Pierre-Marcel Favre : parcours personnel

Tribune de Genève   lundi 11 février 2008

Pierre-Marcel Favre: un livre par semaine

culturelivre

Par Étienne Dumont

L'escalier est étroit, rue de Bourg à Lausanne, mais de grands espaces s'ouvrent dès qu'on a ouvert la porte.

Le bureau qu'occupe PierreMarcel Favre dans l'immeuble peu à peu phagocyté par son entreprise tient du hall de gare et de la serre chaude. Il doit faire 30 degrés dans cet espace comportant un grand lit blanc. "Je dors en fait à l'étage du dessus." Mais le plus stupéfiant, dans cet espace design qui ne déparerait pas Casa Vogue, c'est la vue. Une immense baie donne en direct sur la cathédrale.

On voit que Favre fut architecte avant de passer à l'édition, avec un détour par l'aviation civile. "J'éprouvais cependant un besoin rentré de publier des livres." Notre interlocuteur savait bien qu'il existait, en Suisse, "un nombre extravagant d'éditeurs". Mais il faisait confiance à la capacité d'absorption des Romands. "Citez-moi au monde une autre population d'un million de personnes qui nourrisse trois opéras, une trentaine de théâtres et lise en moyenne plus qu'ailleurs!".

Mille titres en catalogue

Pierre-Marcel Favre, qui va et qui vient pour marteler son propos, a donc sorti un ouvrage. Puis deux. "Je me suis professionnalisé au milieu des années 70." La maison, qui emploie deux personnes fixes, des temporaires et des stagiaires, met aujourd'hui sur le marché un titre par semaine. "L'équivalent d'une maison française de taille moyenne." Cela fait tout de même 1000 références aujourd'hui en catalogue...

L'homme s'est donné les moyens de se faire connaître. Ses publications sont éditées à 2000 ou 3000 exemplaires. "Je ne sors pas de choses confidentielles subventionnées." Une partie de la production part pour la France. "Je donne ainsi à mes auteurs le maximum de chances de se faire connaître." Tout cela a un prix. "Il me faut un bout de bureau à Paris. Une attachée de presse. Je dois convaincre les diffuseurs, les libraires, la presse et bien sûr les lecteurs."

D'une manière générale, Pierre-Marcel Favre publie peu de romans. "Ce n'est pas mon truc." Son truc, ce sont les albums et les documents. "Benoît Lange est venu à moi pour ses photos d'Inde. Jacques Pilet m'a fait une proposition. Idem pour Henri Dès ou Bertrand Piccard." Bref, avec le temps et bien sûr la confiance, la moitié des ouvrages arrivent sur un plateau. "Pour le reste, je travaille avec des auteurs sur des sujets potentiels."

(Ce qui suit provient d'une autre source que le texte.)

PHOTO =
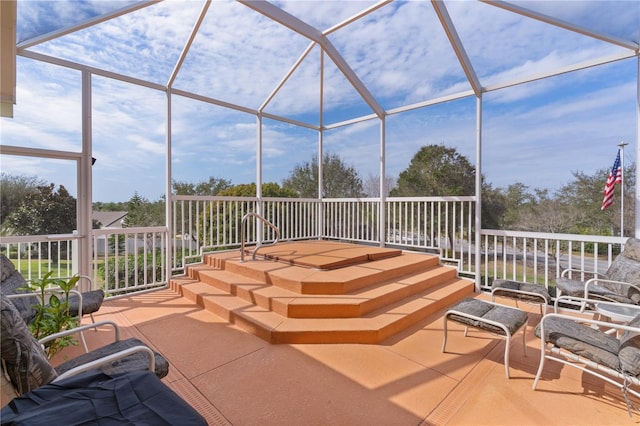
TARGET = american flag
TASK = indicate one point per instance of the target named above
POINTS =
(615, 176)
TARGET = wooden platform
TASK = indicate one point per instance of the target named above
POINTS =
(323, 292)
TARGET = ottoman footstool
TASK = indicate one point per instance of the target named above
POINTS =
(501, 320)
(536, 294)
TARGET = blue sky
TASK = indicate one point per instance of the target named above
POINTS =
(536, 133)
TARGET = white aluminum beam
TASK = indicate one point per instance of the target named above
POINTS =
(95, 71)
(287, 76)
(84, 24)
(187, 46)
(356, 17)
(562, 24)
(559, 71)
(456, 44)
(278, 15)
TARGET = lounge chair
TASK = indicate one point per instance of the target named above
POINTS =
(621, 282)
(28, 367)
(132, 398)
(589, 345)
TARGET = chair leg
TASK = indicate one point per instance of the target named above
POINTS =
(444, 339)
(506, 353)
(84, 342)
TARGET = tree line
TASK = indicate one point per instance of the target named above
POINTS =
(30, 206)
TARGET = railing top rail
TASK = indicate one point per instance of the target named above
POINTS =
(211, 198)
(132, 230)
(434, 199)
(555, 236)
(38, 238)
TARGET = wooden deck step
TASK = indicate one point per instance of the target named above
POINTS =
(295, 305)
(288, 303)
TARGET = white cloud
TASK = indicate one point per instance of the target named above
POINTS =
(400, 52)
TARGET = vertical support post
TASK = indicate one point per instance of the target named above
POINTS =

On l'aura compris. La maison a ses habitués. Michel Thévoz y a trempé trois fois sa plume dans le vitriol. Kurt Hostettmann a publié ici cinq ou six textes. Jacques Neirynck davantage. Ces gens ont ainsi trouvé un public.

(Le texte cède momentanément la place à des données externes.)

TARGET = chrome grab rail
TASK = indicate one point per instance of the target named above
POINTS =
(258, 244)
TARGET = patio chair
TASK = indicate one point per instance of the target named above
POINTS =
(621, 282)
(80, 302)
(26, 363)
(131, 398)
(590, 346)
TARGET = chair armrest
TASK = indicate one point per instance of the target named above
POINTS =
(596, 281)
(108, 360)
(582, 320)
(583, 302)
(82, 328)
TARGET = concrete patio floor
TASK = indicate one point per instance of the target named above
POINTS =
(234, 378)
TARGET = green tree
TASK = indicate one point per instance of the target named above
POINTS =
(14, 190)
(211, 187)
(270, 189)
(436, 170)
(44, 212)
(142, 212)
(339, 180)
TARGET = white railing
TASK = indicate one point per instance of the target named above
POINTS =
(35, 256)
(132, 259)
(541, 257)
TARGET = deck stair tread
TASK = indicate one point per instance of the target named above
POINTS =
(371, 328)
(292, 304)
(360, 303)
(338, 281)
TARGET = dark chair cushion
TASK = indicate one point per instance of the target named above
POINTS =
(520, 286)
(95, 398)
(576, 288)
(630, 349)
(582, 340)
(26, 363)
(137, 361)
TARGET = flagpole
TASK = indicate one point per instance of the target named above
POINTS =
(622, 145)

"Je n'aime pas les chapelles. Ce qui m'intéresse, c'est de rencontrer une véritable audience. J'aime bien avoir eu raison." Cela dit, Pierre-Marcel Favre reste sans illusions. "Un bouquin acheté sur deux n'est jamais lu."

Un Salon nécessaire

Pour aller plus loin, le Léonard Gianadda du line a donc créé à Genève un Salon. Le premier de Suisse. "On en arrive au 23e." L'aventure ne s'est pas faite au hasard. Après visite des autres foires, décision a été prise d'aller au-delà de l'objet. "II fallait un événement multiple." Le résultat semble lui donner raison. "Regardez Bâle! Les organisateurs ont jeté l'éponge. Lyon n'a pas tenu le coup. Ils n'avaient pas assez diversifié."

On diversifiera donc à nouveau à partir du 30 avril 2008. Pays invité? "L'Egypte". Le canton? "Saint-Gall". Une région? "La Vallée d'Aoste".